Southern China  -- the area from which Zhong hails – holds particular promise because of a changing dynamic between Hong Kong, Macau and the rest of the region.  He feels that a new bridge linking Zhuhai, Hong Kong and Macau, due to open 2016, will stimulate the whole region and especially help Zhuhai.  “We expect Zhuhai will have a lot of new development,” Zhong said.    

Another important trend, Zhong said, is increasing sophistication of Chinese consumers when it comes to real estate investment.  In particular, they are more willing to buy real estate that they once shunned. “People use to think high floors were bad because the building maintenance and service in those floors wasn’t so good,” yet they now know better, Zhong said.

Overall success also requires understanding that tech-savvy young buyers are looking for  digital systems for the home, Zhong said. “We have to divide the market between young buyers and older buyers,”  he noted.  

More carefully managing technology services is just part of the change in China’s real estate industry since Zhong entered the business in the early 1990s. Another difference for developers lies in access to capital and trends in industry returns.

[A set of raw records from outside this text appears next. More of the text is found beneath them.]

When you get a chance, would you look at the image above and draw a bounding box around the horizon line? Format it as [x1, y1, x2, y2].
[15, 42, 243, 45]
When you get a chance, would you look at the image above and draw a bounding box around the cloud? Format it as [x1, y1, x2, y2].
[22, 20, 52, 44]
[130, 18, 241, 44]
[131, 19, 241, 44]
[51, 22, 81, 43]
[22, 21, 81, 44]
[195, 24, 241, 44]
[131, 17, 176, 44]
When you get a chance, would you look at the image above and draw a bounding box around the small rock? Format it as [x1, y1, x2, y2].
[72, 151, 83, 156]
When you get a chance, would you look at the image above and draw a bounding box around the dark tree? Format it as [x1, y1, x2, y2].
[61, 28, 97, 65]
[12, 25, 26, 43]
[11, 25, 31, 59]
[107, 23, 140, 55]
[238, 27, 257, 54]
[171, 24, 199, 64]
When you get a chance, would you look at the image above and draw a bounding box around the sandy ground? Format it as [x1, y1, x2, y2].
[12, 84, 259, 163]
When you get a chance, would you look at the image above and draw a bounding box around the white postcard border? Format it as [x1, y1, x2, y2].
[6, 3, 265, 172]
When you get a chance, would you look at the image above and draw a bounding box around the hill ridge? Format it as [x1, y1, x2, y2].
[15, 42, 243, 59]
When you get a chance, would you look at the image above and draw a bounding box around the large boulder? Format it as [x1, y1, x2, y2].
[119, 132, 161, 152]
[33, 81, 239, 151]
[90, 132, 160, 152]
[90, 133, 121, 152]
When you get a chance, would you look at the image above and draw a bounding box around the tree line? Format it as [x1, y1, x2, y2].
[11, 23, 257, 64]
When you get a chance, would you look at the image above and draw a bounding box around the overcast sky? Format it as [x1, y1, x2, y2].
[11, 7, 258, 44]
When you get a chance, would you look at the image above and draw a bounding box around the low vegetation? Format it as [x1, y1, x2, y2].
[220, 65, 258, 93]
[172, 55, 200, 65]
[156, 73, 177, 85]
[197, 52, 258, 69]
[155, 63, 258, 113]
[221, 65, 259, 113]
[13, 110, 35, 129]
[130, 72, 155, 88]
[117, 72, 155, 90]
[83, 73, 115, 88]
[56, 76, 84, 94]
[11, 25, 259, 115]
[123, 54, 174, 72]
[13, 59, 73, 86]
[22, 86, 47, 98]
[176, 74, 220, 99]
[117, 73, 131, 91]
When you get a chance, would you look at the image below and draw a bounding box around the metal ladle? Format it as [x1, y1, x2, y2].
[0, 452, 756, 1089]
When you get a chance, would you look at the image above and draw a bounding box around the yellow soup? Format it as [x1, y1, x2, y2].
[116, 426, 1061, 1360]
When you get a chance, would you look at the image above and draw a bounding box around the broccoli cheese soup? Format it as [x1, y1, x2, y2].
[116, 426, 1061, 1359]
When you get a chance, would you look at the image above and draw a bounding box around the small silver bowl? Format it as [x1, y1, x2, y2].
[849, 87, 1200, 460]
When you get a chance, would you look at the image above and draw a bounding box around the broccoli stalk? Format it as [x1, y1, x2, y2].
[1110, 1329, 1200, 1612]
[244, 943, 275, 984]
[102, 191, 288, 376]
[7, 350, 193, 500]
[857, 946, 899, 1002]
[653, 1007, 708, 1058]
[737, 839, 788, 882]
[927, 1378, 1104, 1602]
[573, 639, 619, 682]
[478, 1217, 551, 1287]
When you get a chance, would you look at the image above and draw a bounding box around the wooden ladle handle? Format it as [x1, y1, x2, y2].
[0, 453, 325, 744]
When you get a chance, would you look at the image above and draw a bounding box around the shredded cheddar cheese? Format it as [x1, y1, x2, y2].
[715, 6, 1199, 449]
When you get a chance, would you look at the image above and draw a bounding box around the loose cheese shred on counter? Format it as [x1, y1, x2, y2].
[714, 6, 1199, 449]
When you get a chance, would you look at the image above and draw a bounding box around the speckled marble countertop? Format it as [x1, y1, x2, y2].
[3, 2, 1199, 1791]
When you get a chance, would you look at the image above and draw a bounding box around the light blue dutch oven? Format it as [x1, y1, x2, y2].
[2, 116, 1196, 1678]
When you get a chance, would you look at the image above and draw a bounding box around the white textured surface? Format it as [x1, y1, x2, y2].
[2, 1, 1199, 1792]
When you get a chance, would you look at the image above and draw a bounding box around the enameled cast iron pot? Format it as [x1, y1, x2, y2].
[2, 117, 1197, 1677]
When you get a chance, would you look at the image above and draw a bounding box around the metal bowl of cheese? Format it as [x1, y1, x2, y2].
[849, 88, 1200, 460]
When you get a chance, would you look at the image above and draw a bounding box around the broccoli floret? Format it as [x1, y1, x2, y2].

“It used to be that you could use a small amount of capital and do a lot of things,” Zhong said.  Now, investors need to tie up more of their own cash, and that will put a lot pressure on developers. “You have to continuously be thinking about risk management,“ he said.

The solution in the marketplace: Innovation.  “If you don’t innovate, you will die,” he said.  Besides picking good locations, Yanlord famously succeeded in the 1990s from bringing new ideas to market, such as prefinishing apartments than selling than selling just as empty shells with cement floors.   A tough market in China will test Yanlord’s creativity in a new era.